CRAIG BOX: Is this the first release with its own release mascot?

LACHLAN EVENSON: I think that release mascot goes back to– I would like to say 1.11? If you go back to 1.11, you can actually see the different mascots. I remember 1.11 being “The Hobbit.” So it’s the Hobbiton front door of Bilbo Baggins with the Kubernetes Helm on the front of it, and that was called 11ty-one–

CRAIG BOX: Uh-huh.

LACHLAN EVENSON: A long-expected release. So they go through from each release, and you can actually go check them out on the SIG release repository upstream.

CRAIG BOX: I do think this is the first time that’s managed to make it into a blog post, though.

LACHLAN EVENSON: I do think it is the case. I wanted to have a little bit of fun with the release team, so typically you will see the release teams have a t-shirt. I have, from 1.14, the Caternetes, which Aaron designed, which has a bunch of cats kind of trying to look at a Kubernetes logo.

CRAIG BOX: We had a fun conversation with Aaron about his love of cats.

LACHLAN EVENSON: [LAUGHS] And it becomes a token of, hey, remember this hard work that you put together? It becomes a badge of honor for everybody that participated in the release.
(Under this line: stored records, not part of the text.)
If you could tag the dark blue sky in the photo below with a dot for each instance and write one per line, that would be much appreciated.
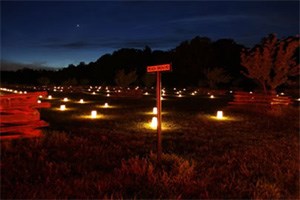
(56, 33)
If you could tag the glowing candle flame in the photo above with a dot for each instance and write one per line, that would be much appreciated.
(93, 114)
(220, 115)
(154, 110)
(62, 107)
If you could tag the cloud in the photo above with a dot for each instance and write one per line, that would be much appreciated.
(7, 65)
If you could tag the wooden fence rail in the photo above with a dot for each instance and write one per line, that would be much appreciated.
(19, 115)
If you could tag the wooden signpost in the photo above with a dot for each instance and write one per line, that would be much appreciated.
(158, 69)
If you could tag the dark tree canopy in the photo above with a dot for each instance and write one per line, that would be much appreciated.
(191, 61)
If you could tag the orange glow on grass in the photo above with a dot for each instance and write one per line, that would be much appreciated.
(94, 114)
(154, 111)
(220, 114)
(62, 107)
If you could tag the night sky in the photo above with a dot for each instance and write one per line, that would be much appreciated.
(56, 34)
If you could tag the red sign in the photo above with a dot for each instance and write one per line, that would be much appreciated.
(156, 68)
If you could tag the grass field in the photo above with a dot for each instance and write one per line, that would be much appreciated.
(246, 155)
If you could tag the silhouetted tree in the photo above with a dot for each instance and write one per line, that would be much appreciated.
(216, 75)
(43, 80)
(272, 62)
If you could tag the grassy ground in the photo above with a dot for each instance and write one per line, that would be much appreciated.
(244, 156)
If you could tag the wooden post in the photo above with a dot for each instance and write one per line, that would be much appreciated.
(158, 69)
(159, 118)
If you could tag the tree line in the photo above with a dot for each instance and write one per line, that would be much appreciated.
(199, 62)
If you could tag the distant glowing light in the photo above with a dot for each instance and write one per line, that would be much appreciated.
(94, 114)
(220, 115)
(153, 123)
(154, 111)
(62, 107)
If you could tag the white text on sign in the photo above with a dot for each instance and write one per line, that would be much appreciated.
(156, 68)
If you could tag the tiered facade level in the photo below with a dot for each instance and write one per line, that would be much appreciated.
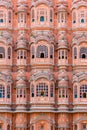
(43, 65)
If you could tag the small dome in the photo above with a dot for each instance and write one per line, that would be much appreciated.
(6, 3)
(22, 41)
(22, 7)
(63, 83)
(62, 8)
(62, 75)
(62, 44)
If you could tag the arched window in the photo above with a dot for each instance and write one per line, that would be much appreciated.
(74, 17)
(32, 52)
(51, 52)
(0, 126)
(42, 51)
(8, 127)
(83, 91)
(33, 15)
(9, 17)
(32, 90)
(83, 53)
(75, 53)
(32, 127)
(82, 16)
(42, 19)
(2, 17)
(59, 55)
(21, 93)
(59, 93)
(51, 15)
(51, 127)
(2, 52)
(8, 91)
(51, 90)
(24, 54)
(21, 18)
(9, 53)
(62, 93)
(21, 54)
(42, 90)
(75, 92)
(2, 91)
(82, 21)
(42, 127)
(62, 54)
(75, 127)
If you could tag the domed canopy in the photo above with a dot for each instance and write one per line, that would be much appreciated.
(63, 83)
(6, 3)
(62, 75)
I wanted to highlight it as a release mascot. I don’t think a lot of people knew that we did have those across the last few releases. But it’s just a bit of fun, and I wanted to put my own spin on things just so that the team could come together. A lot of it was around the laughs that we had as a team throughout this release– and my love of Olive Garden.

CRAIG BOX: Your love of Olive Garden feels like it may have become a meme to a community which might need a little explanation for our audience. For those who are not familiar with American fine dining, can we start with– what exactly is Olive Garden?

LACHLAN EVENSON: Olive Garden is the finest Italian dining experience you will have in the continental United States. I see everybody’s faces saying, is he sure about that? I’m sure.

CRAIG BOX: That might require a slight justification on behalf of some of our Italian-American listeners.

ADAM GLICK: Is it the unlimited breadsticks and salad that really does it for you, or is the plastic boat that it comes in?

LACHLAN EVENSON: I think it’s a combination of all three things. You know, the tour of Italy, you can’t go past. The free breadsticks are fantastic. But Olive Garden just represents the large chain restaurant and that kind of childhood I had growing up and thinking about these large-scale chain restaurants. You don’t get to choose your meme. And the legacy– I would have liked to have had a different mascot.

But I just had a run with the meme of Olive Garden. And this came about, I would like to say, about three or four months ago. Paris Pittman from Google, who is another member of the Kubernetes community, kind of put out there, what’s your favorite sit-down large-scale restaurant? And of course, I pitched in very early and said, it’s got to be the Olive Garden.

And then everybody kind of jumped onto that. And my inbox is full of free Olive Garden gift certificates now, and it’s taken on a life of its own. And at this point, I’m just embracing it– so much so that we might even have the 1.16 release party at an Olive Garden in San Diego, if it can accommodate 10,000 people.

ADAM GLICK: When you’re there, are you family?

LACHLAN EVENSON: Yes. Absolutely, absolutely. And I would have loved to put that. I think the release name was “unlimited breadsticks for all.” I would have liked to have done, “When you’re here, you’re family,” but that is, sadly, trademarked.

ADAM GLICK: Aww. What’s next for you in the community?

LACHLAN EVENSON: I’ve really been looking at Cluster API a lot– so building Kubernetes clusters on top of a declarative approach. I’ve been taking a look at what we can do in the Cluster API ecosystem. I’m also a chair of SIG PM, so helping foster the KEP process as well– making sure that that continues to happen and continues to be fruitful for the community.


Lachlan Evenson is a Principal Program Manager at Microsoft and an Australian living in the US, and most recently served as the Kubernetes 1.16 release team lead.